To get her team to the AAU Junior Olympic Games, Cynthia McEwen transported 64 kids from ages six to 18 across 520 miles of Rust Belt interstate. She booked hotel rooms, rented four passenger vans, and oversaw a $15,000 budget.

But here's the craziest detail of all: the money to fund the trip didn't exist until the day before the team's departure. 

When I spoke to McEwen on the phone on Friday during her drive from Washington, D.C. to Ypsilanti, Michigan, she wasn't complaining, and she wasn't bragging. She was making the nine-hour drive with the athletes and volunteer coaches who make up the DC Speed Track Club. McEwen was proud and relieved. 

"The kids are so excited," she said. "Everything that it takes to get them there is so well worth it."

After eight years with the team and three as president, McEwen is used to logistical puzzles like this. Leading the charge in funding and executing trips is part of the job description -- she recalled a trip to Houston three years earlier which logged 25 hours of driving time. 

This year, however, was particularly special for DC Speed as the team had the most Junior Olympic qualifiers in its nine-year history. 

"After (AAU) regionals, [the staff] looked at each other and went, 'Oh my gosh! We've got double the number of kids that we expected . . . we've got to figure something out and fast!" she said.

Most years, DC Speed has 25-30 kids qualify out of the regional meet for the AAU Junior Olympic Games. This year, 64 of the 107 competitors earned spots to compete at the championship. The staff was forced to double everything: the hotels, the transportation, the snacks. Luckily, the regional qualifier was on June 22-25, which gave McEwen and the staff a month to find a solution. 

There was just one problem. 

In years past, DC Speed received funding from the D.C. Department of Parks and Recreation, a department that was -- McEwen explained -- going through a managerial restructure. This year, the department said they wouldn't fund DC Speed. So McEwen had to start over, to show that her club was worth the investment. 

To convince them, she told the truth. She talked about the team's impact on the community. Prior to DC Speed, the only youth track clubs were out in the suburbs, which severely limited the opportunities for kids who lived in the city. 

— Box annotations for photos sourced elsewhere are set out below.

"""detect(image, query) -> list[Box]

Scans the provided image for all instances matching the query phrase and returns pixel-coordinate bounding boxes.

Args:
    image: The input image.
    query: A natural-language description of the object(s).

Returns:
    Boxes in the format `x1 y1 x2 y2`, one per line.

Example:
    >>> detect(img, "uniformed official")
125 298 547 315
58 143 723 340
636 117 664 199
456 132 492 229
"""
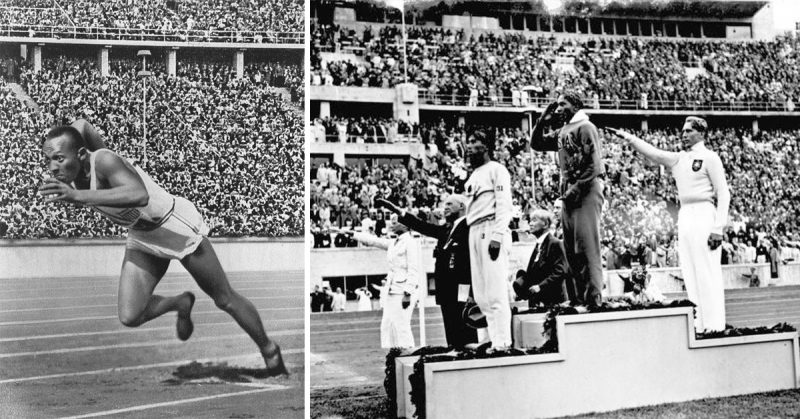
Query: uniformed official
609 116 730 331
465 131 511 351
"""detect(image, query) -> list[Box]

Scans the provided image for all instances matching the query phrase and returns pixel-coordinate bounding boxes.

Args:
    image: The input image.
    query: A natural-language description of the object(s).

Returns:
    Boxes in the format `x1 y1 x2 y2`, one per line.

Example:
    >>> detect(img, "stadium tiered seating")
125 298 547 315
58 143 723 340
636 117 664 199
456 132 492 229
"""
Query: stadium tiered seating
0 56 304 238
311 24 800 111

The Department of Parks and Recreation then began promoting track and field more aggressively after seeing athletic programs disappearing at city schools. Since the club started nine years ago, the amount of participants has grown tremendously. Four years ago, there were 12 athletes registered for indoor season. This year, there were 170.

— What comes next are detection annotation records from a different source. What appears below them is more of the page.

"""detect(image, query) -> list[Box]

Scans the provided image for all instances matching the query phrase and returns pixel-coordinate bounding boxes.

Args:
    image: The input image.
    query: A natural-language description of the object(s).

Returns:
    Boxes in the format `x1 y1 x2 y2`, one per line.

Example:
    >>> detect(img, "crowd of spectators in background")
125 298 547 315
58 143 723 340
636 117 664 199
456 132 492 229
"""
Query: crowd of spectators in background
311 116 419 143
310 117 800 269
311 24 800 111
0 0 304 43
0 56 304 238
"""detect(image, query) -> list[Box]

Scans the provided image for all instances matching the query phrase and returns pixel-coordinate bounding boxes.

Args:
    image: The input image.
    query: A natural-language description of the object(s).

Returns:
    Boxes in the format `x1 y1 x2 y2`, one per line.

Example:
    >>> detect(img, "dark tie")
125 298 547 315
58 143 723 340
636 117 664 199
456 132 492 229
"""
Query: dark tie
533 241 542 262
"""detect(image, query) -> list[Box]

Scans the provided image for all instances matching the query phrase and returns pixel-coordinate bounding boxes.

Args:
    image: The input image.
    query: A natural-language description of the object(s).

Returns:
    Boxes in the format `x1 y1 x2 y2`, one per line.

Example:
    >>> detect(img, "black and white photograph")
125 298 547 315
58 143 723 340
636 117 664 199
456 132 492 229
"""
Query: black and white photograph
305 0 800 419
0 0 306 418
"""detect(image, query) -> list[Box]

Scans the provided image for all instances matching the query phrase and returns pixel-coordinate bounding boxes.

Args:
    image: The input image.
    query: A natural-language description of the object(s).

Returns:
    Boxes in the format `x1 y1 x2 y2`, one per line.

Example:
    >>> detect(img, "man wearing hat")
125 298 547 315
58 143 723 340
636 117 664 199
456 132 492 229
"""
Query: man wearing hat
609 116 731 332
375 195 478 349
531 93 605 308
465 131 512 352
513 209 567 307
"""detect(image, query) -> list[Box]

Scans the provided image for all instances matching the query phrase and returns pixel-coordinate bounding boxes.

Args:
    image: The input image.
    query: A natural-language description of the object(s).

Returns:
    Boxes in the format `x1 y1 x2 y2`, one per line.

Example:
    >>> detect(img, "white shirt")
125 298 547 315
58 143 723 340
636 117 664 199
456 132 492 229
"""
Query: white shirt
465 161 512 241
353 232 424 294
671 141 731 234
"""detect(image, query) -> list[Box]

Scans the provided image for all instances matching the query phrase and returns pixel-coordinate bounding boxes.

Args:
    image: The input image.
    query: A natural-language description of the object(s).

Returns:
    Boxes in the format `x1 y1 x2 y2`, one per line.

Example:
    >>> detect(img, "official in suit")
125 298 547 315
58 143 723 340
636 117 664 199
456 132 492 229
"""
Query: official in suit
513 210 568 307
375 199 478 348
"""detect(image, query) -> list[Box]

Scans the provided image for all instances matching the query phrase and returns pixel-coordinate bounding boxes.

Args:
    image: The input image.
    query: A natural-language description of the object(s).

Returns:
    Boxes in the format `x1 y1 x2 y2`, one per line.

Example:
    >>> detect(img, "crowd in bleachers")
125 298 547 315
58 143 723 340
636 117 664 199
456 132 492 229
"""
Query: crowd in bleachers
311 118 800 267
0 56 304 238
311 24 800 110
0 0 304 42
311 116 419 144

Most importantly, McEwen argued, the program prides itself on being an all-inclusive, family atmosphere. 

"This gave [the kids] a team in the city to call their own," McEwen said. "Our motto is one city, one team. I don't think that [the founders] ever imagined that this program would take hold the way that it did."

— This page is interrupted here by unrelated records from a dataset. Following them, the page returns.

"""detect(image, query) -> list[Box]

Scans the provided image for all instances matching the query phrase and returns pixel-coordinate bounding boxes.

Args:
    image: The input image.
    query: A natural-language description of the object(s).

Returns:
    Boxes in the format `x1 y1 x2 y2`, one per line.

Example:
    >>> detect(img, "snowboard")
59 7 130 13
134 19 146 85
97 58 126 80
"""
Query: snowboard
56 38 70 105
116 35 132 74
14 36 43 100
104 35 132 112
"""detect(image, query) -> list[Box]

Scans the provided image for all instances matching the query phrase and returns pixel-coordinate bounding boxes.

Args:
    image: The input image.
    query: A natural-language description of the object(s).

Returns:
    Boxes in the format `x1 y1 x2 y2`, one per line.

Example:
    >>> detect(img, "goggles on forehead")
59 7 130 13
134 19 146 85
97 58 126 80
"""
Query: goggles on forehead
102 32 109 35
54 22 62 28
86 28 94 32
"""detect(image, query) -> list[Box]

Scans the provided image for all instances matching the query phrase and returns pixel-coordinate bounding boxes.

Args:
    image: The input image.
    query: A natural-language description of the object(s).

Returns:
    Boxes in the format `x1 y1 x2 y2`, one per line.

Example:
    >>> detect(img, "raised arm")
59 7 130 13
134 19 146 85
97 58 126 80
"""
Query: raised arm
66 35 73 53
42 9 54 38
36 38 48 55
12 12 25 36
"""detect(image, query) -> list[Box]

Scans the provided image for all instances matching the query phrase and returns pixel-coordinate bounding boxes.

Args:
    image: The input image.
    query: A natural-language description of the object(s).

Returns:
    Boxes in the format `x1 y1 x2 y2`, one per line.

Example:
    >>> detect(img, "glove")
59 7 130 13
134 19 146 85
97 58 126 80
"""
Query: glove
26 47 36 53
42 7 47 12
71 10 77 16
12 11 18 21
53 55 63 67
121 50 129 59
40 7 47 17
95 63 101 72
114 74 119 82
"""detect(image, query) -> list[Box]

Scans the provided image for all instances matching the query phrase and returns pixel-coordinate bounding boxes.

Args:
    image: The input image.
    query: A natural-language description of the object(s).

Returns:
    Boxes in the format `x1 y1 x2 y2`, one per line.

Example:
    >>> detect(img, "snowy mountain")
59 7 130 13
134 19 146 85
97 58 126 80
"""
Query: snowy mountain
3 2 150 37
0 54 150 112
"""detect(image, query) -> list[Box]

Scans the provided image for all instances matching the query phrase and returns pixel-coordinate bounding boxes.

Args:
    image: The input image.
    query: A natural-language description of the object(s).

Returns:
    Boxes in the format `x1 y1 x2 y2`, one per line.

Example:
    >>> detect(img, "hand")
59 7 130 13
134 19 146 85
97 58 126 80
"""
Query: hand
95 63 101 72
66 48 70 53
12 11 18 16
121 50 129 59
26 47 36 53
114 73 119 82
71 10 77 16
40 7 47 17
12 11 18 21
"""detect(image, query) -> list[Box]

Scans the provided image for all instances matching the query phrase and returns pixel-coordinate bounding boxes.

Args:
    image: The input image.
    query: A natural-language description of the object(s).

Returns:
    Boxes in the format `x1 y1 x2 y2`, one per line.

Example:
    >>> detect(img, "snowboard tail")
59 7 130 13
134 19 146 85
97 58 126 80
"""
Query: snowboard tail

After a few months of back and forth with Parks and Recreation, McEwen finally received the news. On Thursday -- with one day remaining before the team had to leave for the meet -- they allocated funds to pay for the club's hotel charges, rental cars, a team dinner, and snacks throughout the meet. 

The intense labor of love paid off for the 64 kids who earned a place on the starting line of their biggest championship to date. And it happened because of a stellar team of track-loving volunteers. 

"Getting a group of people together and saying, 'Look, we're not going to pay you, it's going to be a lot of hours essentially herding cats and giving up your Saturdays, but this is what we can offer you,'" McEwen said with a laugh. "Still, every year we have people say, 'This is awesome and there is nowhere else I'd rather be.' It really speaks volumes of our team."